4 Leading Stocks of the Hang Seng Index in 2020

Due to the coronavirus outbreak and economic contractions around the world, the Hang Seng Index in Hong Kong is down 6.5% year-to-date (as of early July).

Although the macro headwinds are strong, several components of the 50-stock index have outperformed. Here are four that are actually in “bull market” mode (up over 20%) so far in 2020 and why their shares are flying high.

1. Tencent

Tencent Holdings Ltd (SEHK: 700) has outperformed in 2020. Shares have increased almost 40% year-to-date as investors cheer the technology conglomerate’s momentum in fintech, social, and even gaming.

Due to growth in those sectors, Tencent sales rose 26% year-on-year and adjusted profit attributable to equity holders increased 29% year-on-year for the first quarter of 2020.

For the future, many investors expect more growth as Tencent’s huge planned investments in
“new infrastructure” could help its cloud division do well and lead to new or refreshed products and services.


Due to the rising trade tensions between China and the US, many US-listed Chinese companies are considering listing in Hong Kong.

That’s good news for Hong Kong Exchanges and Clearing Limited (SEHK: 388), otherwise known as HKEX, which has an effective monopoly in Hong Kong in terms of the local stock exchange.

HKEX would benefit if more companies listed via listing fees and potentially more fees for the exchange.

Its stock price is also up due to strong core growth. For the first quarter, core revenue increased 19% year-on-year and core business basic earnings per share (EPS) rose 33% year-on-year.

Like Tencent, shares of HKEX have surged by almost 40% year-to-date.

3. Sino Biopharmaceutical

Sino Biopharmaceutical Limited (SEHK: 1177) has rallied around 30% in 2020 as investors expect a lot of growth in the company’s future.

The growth expectations are understandable. Sino Biopharmaceutical benefits from two secular trends, increasing R&D productivity in China and rising demand for pharmaceuticals in the country as China becomes wealthier.

If China can compete with the UK and the US in making a potential Covid-19 vaccine, the country will likely be able to compete at making potential solutions for big healthcare ailments in the future.

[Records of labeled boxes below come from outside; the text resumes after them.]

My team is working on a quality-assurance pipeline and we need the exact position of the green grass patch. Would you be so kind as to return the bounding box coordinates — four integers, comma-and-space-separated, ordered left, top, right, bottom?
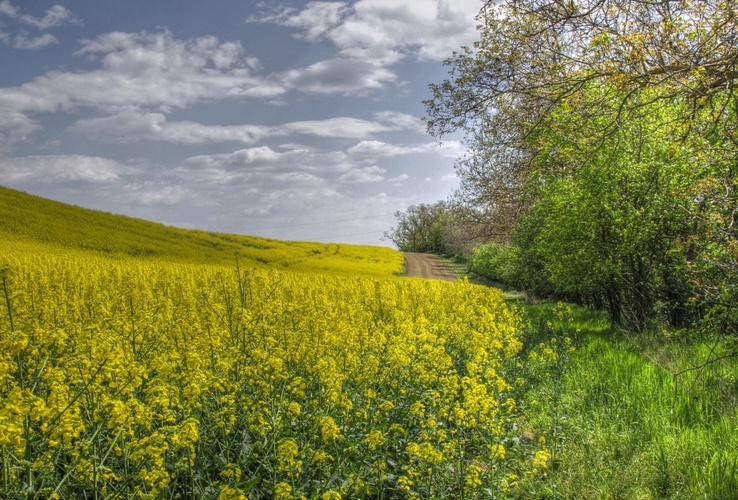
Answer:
511, 303, 738, 499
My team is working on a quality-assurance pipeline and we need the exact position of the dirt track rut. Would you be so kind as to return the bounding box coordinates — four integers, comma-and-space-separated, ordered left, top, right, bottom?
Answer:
405, 252, 456, 281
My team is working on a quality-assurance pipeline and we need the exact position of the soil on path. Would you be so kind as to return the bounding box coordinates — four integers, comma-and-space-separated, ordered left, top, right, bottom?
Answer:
405, 252, 456, 281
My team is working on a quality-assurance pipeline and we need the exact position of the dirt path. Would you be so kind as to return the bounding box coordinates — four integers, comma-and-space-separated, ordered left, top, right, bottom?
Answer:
405, 252, 456, 281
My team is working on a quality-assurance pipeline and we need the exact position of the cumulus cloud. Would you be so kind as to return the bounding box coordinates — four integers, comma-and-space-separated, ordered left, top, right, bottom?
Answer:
248, 0, 480, 94
0, 109, 38, 152
251, 0, 480, 65
0, 155, 122, 185
0, 0, 82, 30
0, 31, 285, 112
348, 141, 428, 156
70, 111, 271, 144
175, 146, 356, 184
13, 31, 59, 50
340, 166, 387, 184
280, 57, 397, 94
71, 111, 422, 145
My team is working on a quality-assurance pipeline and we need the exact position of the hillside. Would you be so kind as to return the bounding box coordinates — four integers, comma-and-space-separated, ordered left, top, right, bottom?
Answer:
0, 186, 403, 276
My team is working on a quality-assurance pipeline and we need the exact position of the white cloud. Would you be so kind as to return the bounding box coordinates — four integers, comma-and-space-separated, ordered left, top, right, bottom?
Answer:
251, 0, 481, 66
176, 146, 354, 178
0, 155, 122, 184
0, 0, 82, 30
280, 57, 397, 94
68, 111, 418, 145
0, 112, 38, 152
348, 141, 428, 157
70, 111, 271, 144
121, 181, 193, 206
268, 2, 348, 42
348, 140, 463, 158
0, 31, 285, 112
279, 117, 392, 138
340, 166, 387, 184
13, 31, 59, 50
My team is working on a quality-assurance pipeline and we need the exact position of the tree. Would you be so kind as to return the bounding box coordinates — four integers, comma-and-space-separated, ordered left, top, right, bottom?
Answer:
384, 201, 450, 253
426, 0, 738, 329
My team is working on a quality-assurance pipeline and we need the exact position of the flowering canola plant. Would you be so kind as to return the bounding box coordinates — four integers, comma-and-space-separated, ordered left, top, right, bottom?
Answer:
0, 243, 522, 499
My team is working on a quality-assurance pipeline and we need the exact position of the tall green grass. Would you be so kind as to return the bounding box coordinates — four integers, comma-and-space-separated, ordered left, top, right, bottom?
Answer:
512, 304, 738, 499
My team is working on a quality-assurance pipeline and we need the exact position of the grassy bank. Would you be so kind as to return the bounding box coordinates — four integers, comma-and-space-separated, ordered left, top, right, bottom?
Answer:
506, 303, 738, 499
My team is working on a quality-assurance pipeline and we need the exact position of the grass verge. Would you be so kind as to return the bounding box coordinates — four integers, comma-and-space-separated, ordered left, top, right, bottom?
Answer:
510, 303, 738, 499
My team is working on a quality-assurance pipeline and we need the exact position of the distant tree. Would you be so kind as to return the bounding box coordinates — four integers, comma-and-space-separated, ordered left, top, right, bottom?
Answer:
384, 201, 451, 254
426, 0, 738, 334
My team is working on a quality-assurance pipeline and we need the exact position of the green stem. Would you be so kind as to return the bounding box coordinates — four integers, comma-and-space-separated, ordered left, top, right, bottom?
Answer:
3, 276, 15, 332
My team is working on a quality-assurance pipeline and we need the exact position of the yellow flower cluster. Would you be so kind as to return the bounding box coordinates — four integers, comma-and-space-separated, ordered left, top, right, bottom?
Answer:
0, 244, 522, 499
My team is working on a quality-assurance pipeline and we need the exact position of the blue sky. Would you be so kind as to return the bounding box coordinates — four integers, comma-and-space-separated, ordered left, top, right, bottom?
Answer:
0, 0, 482, 245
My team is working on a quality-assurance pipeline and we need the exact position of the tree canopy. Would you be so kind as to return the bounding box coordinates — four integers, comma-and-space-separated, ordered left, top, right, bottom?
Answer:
426, 0, 738, 333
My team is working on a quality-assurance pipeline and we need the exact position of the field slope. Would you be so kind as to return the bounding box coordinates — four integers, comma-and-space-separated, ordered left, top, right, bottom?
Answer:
0, 186, 403, 276
0, 189, 528, 500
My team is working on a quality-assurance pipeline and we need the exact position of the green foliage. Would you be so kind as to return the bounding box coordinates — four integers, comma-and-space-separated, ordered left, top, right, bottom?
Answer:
384, 201, 452, 254
0, 186, 404, 276
511, 303, 738, 499
469, 243, 521, 288
426, 0, 738, 335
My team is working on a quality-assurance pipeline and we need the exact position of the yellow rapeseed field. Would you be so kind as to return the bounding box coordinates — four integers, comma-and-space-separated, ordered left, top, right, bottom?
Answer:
0, 242, 528, 499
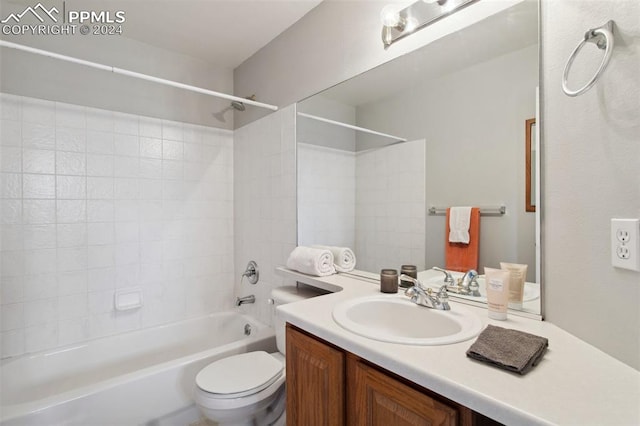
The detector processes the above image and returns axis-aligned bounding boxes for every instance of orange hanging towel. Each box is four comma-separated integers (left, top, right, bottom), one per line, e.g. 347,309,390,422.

444,207,480,272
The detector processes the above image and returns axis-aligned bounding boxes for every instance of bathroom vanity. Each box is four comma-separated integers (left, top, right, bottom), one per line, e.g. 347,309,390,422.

277,268,640,425
287,324,498,426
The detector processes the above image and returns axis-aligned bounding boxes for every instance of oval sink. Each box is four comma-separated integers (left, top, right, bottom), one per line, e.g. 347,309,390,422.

333,294,482,345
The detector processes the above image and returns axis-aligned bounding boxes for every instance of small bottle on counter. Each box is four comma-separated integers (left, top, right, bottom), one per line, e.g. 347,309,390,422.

400,265,418,288
380,269,398,293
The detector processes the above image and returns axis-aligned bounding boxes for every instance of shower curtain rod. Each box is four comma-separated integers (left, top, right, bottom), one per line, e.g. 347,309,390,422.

298,112,407,142
0,40,278,111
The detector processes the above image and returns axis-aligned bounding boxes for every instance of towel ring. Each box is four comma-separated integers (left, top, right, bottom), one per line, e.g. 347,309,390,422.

562,21,614,97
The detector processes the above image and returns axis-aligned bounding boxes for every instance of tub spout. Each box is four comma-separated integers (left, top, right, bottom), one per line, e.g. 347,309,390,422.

236,294,256,306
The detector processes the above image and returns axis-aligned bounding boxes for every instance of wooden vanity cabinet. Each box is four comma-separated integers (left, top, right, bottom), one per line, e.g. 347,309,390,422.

286,324,498,426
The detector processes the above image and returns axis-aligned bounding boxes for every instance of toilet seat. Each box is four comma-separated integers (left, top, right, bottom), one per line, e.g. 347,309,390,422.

196,351,284,400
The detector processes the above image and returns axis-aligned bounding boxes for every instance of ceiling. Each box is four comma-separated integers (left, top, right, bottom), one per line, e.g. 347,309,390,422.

2,0,321,69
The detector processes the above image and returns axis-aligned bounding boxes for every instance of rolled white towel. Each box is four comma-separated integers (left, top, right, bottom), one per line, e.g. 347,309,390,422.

287,246,336,277
313,246,356,272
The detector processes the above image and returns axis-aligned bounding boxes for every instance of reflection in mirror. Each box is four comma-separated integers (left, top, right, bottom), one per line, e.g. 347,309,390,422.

524,118,537,212
297,0,540,314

Although Sino Biopharmaceutical isn’t in the potential Covid-19 vaccine market, it could be competitive in developing potential solutions for many other big markets such as hepatitis and oncology.

4. Techtronic Industries

Techtronic Industries Co Ltd (SEHK:669) has risen 26% year-to-date as investors remain bullish on the cordless power tools maker’s branding and R&D prowess.

The increasing usage of cordless power tools in housing is a secular trend and Techtronic Industries management has executed very well over the past ten years.

That Techtronic Industries doesn’t do much business in Asia is itself an opportunity. Management has wisely used M&A before. Could they do so again in the future?

If well-executed, M&A or organic expansion in Asia could help the company for the next ten years. Right now, though, this is a hypothetical.

Foolish conclusion

Hang Seng component stocks Tencent, HKEX, Sino Biopharmaceutical, and Techtronic Industries have each rallied over 20% year-to-date as individual tailwinds drive their shares higher.